Senator-elect Tommy Tuberville, R-Alabama, on Wednesday suggested that he supports challenging the 2020 presidential election when Congress meets to certify the Electoral College votes on January 6. 

Speaking in Brunswick, Georgia, at a campaign event on Wednesday supporting Republican candidates in Georgia’s Senate run-off, Tuberville encouraged a crowd to not give up on President Donald Trump, and later, outside the event, seemed to indicate to Lauren Windsor, producer of the left-leaning political web-show, The Undercurrent, that he approved of the Senate challenging the presidential election outcome. 

“They’re going to do everything they can to lie, cheat and steal — to win this election, like they did in the presidential election,” Tuberville said to a crowd during the event, in an edited clip tweeted by Windsor on Thursday.  

“It is impossible.

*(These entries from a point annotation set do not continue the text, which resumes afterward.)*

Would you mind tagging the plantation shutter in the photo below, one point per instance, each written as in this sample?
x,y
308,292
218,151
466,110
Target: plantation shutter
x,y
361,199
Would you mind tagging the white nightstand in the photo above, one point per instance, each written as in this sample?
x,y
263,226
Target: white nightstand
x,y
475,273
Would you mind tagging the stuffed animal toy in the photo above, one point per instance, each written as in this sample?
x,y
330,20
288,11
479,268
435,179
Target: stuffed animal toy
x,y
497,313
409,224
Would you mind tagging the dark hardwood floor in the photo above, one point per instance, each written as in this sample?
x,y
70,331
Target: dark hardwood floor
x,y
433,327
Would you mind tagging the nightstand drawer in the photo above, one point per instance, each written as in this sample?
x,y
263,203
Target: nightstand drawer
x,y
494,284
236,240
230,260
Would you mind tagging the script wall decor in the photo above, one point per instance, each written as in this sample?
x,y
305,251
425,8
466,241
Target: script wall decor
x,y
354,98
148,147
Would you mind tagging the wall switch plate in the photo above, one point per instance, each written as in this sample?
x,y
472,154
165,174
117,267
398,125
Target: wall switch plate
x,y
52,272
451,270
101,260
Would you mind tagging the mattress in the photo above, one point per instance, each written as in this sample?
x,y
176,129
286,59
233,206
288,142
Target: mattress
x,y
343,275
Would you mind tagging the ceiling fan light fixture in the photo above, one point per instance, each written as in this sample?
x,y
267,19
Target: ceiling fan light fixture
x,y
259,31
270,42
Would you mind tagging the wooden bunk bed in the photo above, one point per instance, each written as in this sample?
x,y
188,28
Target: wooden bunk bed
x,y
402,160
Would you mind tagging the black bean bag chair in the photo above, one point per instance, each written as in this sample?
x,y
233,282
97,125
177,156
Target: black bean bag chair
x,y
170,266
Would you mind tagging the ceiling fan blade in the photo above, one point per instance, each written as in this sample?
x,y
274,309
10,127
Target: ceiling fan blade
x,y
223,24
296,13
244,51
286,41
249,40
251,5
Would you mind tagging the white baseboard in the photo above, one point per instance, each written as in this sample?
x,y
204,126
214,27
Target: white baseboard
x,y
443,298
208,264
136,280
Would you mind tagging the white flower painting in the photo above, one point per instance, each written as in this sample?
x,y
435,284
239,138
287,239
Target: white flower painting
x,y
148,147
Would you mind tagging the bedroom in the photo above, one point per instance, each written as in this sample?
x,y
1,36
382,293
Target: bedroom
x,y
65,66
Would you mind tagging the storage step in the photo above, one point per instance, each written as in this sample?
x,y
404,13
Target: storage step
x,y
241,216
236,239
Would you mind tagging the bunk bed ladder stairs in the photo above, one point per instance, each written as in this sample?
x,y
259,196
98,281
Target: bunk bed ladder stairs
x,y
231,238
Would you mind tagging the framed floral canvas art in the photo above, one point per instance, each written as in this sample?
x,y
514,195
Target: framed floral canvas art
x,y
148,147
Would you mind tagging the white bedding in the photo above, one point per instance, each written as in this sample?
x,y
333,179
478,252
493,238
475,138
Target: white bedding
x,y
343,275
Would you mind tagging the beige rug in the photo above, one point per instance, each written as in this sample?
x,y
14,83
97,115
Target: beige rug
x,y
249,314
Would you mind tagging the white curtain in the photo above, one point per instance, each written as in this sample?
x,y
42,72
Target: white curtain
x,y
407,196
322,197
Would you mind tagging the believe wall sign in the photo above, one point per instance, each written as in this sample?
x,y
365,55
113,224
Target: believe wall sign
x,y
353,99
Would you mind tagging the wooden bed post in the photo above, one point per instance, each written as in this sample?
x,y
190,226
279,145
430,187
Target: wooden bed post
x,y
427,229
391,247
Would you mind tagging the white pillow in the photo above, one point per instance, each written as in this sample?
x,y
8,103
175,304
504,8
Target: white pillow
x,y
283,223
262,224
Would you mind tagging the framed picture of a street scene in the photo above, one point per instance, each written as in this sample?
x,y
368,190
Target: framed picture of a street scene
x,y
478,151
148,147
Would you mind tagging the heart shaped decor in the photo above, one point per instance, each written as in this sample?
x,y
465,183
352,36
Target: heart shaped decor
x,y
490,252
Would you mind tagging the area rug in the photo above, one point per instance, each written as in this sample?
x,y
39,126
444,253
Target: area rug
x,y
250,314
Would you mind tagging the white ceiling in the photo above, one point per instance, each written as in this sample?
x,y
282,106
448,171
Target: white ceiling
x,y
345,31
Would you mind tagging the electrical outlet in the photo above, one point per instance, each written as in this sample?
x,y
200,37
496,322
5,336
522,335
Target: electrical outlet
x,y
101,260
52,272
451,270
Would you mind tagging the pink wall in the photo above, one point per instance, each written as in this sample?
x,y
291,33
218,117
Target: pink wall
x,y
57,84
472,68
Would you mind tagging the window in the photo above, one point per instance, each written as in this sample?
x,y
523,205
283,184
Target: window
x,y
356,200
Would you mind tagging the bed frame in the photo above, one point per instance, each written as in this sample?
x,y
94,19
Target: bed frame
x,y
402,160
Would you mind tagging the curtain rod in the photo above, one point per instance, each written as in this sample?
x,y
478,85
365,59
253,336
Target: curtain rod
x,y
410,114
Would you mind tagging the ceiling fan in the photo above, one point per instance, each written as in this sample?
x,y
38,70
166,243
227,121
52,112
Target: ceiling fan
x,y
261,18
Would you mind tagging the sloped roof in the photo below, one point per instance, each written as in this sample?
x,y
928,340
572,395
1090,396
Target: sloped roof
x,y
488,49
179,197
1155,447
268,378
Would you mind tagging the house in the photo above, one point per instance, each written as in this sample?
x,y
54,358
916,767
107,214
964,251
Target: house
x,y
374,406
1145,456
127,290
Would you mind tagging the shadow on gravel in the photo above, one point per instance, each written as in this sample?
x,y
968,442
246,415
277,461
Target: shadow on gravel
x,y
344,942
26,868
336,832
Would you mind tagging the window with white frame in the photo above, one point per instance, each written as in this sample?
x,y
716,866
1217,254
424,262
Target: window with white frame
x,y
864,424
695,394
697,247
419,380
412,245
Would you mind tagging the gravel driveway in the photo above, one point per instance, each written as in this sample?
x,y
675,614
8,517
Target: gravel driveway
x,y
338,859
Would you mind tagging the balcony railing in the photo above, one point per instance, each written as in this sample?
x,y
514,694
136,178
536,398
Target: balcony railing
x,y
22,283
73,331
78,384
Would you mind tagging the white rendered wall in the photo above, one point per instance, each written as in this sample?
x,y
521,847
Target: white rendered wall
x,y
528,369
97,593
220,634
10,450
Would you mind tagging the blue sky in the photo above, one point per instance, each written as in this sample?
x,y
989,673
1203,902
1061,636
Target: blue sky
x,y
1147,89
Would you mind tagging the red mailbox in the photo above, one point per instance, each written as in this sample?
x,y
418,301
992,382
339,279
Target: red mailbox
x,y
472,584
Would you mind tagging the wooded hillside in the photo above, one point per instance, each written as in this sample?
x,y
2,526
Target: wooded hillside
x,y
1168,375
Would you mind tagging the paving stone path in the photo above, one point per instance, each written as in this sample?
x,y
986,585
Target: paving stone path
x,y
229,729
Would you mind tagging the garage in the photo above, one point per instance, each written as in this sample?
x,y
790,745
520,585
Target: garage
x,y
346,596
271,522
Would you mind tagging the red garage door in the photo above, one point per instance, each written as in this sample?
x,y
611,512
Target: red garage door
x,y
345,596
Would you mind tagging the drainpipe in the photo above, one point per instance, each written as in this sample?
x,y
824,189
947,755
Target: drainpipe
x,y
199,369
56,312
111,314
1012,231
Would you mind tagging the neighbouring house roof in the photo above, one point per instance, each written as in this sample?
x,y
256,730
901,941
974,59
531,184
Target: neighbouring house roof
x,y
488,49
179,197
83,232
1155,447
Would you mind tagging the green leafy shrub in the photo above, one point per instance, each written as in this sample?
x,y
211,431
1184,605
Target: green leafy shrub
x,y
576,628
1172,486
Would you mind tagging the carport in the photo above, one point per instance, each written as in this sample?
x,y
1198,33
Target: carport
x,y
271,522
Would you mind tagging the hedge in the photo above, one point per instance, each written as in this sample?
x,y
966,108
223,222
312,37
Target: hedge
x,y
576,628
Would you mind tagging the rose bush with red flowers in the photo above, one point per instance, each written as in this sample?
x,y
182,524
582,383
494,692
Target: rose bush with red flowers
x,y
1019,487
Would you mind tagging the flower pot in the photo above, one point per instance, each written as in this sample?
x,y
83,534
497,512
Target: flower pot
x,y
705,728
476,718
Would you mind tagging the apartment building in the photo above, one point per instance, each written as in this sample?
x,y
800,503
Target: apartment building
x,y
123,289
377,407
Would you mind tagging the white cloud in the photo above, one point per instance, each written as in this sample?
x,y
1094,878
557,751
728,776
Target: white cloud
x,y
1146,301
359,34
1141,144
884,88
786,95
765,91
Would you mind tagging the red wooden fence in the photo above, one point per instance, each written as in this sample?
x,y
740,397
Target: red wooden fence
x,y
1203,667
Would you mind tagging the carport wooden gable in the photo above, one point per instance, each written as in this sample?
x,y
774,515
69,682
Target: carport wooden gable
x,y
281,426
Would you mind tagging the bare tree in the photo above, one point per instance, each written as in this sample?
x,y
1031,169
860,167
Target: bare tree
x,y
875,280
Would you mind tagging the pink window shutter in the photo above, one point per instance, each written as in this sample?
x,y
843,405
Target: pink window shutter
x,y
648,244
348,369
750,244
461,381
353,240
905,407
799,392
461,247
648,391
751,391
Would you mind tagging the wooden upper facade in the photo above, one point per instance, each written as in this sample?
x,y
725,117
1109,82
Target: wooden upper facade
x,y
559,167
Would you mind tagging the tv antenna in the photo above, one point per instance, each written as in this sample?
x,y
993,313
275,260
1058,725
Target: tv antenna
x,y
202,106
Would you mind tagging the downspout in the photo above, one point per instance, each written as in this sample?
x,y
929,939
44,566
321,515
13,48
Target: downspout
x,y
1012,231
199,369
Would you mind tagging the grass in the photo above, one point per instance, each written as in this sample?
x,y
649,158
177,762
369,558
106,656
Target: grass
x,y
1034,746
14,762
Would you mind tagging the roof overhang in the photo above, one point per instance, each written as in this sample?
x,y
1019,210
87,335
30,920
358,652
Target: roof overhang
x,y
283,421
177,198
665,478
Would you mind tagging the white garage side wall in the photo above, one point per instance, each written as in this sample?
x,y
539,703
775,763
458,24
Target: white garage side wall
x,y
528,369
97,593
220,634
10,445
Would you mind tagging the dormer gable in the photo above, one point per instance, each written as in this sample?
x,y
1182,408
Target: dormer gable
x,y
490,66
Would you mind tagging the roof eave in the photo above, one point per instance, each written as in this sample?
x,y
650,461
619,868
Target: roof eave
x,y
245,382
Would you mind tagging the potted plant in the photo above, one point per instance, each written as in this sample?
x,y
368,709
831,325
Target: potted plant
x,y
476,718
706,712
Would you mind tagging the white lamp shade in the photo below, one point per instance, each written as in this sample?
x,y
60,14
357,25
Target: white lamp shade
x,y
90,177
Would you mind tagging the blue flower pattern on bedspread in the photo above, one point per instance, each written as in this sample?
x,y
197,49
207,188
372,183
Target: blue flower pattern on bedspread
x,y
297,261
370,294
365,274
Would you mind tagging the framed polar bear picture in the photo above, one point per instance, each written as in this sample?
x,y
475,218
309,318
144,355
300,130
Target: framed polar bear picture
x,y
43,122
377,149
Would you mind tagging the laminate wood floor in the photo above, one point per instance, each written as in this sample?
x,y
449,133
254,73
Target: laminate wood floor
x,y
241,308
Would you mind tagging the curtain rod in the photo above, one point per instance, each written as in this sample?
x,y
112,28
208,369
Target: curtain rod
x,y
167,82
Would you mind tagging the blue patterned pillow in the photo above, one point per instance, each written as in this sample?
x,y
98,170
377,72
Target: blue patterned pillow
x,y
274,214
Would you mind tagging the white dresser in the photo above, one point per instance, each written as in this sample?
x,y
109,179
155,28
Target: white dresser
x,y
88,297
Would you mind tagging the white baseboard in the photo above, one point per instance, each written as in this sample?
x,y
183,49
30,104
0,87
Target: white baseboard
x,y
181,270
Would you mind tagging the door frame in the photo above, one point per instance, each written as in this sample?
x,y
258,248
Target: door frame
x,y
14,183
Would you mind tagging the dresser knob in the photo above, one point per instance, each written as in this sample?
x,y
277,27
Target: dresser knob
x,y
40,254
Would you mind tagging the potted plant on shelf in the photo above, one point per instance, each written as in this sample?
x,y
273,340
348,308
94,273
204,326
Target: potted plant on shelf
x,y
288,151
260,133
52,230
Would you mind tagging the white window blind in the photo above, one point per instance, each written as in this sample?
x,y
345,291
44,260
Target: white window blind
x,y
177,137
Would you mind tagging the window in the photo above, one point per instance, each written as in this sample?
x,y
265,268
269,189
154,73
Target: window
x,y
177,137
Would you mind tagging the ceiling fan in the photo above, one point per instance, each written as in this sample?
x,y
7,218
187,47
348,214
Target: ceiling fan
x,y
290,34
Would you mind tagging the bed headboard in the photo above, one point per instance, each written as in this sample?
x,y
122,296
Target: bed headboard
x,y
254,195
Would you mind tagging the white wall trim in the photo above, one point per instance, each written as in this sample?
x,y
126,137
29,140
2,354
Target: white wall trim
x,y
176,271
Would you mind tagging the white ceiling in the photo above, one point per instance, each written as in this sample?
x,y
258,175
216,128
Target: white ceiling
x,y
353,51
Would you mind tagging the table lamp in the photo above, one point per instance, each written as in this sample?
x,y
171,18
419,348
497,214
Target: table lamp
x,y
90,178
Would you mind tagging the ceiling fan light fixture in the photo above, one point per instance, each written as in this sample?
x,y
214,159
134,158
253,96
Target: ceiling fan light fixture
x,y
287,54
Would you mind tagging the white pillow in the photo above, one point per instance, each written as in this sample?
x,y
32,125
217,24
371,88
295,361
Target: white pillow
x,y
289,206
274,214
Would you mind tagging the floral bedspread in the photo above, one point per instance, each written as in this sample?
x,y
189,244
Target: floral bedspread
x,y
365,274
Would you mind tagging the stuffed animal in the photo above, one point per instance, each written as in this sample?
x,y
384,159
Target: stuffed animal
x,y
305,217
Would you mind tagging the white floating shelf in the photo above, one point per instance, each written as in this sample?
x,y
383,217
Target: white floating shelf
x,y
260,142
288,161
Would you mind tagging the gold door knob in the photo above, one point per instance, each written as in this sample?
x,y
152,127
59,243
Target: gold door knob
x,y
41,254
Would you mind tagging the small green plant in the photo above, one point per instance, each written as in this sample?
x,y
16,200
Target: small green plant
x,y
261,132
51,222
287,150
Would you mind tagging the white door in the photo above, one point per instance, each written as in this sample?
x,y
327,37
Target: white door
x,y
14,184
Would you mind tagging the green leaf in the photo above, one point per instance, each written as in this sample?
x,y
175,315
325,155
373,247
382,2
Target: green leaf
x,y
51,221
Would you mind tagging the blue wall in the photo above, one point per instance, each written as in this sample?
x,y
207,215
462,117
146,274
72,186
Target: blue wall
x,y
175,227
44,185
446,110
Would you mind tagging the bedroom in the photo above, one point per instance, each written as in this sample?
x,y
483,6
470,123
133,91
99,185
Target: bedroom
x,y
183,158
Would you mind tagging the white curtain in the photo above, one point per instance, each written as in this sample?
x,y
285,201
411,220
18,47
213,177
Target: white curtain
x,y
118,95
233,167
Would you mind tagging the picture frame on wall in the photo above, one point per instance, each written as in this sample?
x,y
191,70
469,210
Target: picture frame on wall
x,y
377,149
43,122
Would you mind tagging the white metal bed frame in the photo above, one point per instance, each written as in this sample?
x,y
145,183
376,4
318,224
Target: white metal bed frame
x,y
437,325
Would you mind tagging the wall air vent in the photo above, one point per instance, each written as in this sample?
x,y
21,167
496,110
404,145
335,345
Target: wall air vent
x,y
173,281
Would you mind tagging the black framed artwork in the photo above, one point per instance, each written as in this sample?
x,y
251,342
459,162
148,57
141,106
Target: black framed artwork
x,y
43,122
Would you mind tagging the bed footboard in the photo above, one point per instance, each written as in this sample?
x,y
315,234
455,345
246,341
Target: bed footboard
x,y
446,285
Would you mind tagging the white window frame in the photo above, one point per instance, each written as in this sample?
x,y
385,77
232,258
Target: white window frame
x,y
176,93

It is impossible what happened, but we’re going to get that all corrected. I’m going to tell you. Don’t give up on him. Don’t give up on him,” Tuberville said of Trump, to a round of applause from the crowd. 

“Are you going to fight to make this election right?” Windsor asked Tuberville outside the event, to which he said: “We’re going to fight hard.” 

Windsor asked what could be done on Jan. 6, and a staffer could be seen in the video trying to walk Tuberville away, but Tuberville stopped to respond.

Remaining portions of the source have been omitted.